Film Review: “The Pool” Grips the Audience and Engages Them in High Stakes and Effective Thrills
Written by: Adam Vaughn | July 21st, 2020
The Pool (Ping Lumpraploeng, 2018) 3 out 4 stars.
Jumping right into the season of “summer blockbuster” is The Pool, the story of Day, a film-crew member and his girlfriend, struggling to get by. After a big pool scene on set, Day accidentally finds himself and his girlfriend stranded at the bottom of an empty pool … with an escaped mother alligator! As stake after high stake leads Day to make crucial decisions, the only terror worse than a hungry alligator is that of starvation or dehydration.
This is a film with an opening scene I will certainly remember, along with the precise and well-presented thrills and clever (if occasionally unbelievable) plot twists. The concept is simple enough for the viewer to follow and trace the story from its setup to the climactic moments. I certainly see the resemblance and inspiration from movies such as 127 Hours, The Shallows and, most recently, last year’s Crawl, but The Pool has its own unique twist and presentation. The strongest element of this film is the setup, and the pacing it keeps in order to relentlessly drive the tension of the main characters. Interesting and well-timed splashes of humor also litter the exposition, setting up a real-world scenario for the protagonist.

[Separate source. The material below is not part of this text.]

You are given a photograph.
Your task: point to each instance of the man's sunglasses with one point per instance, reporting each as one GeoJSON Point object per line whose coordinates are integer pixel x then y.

As the film develops, director Ping Lumpraploeng (The Ugly Boxer) continues to raise the stakes and create even more tense and thrilling scenarios. Admittedly, this heightening tension progresses with more and more unbelievable plot points, which by the end borders on ridiculousness, with a very feeble explanation for the question of “would that really happen in real life?” But very much as in Life of Pi, where the viewer follows two simple characters (one human, one tiger), The Pool hones in on Day and the unfriendly alligator, continuously revisiting the man-versus-nature theme, keeping character development simple.
Another element of the film that is an unavoidable point of discussion is the use of CGI to create the crocodile. For a brief moment, “show don’t tell” comes into play, as Lumpraploeng introduces the reptile in a very Jaws-like manner. But a main antagonist who sits at the bottom of an empty pool for 99.9% of the movie is certainly going to stand out, either in a strong and powerful way or in a B-movie way. For the poor crocodile, B-movie rings truer to the design of this computerized foe. As far as visual effects go, this film won’t be remembered for doing anything groundbreaking.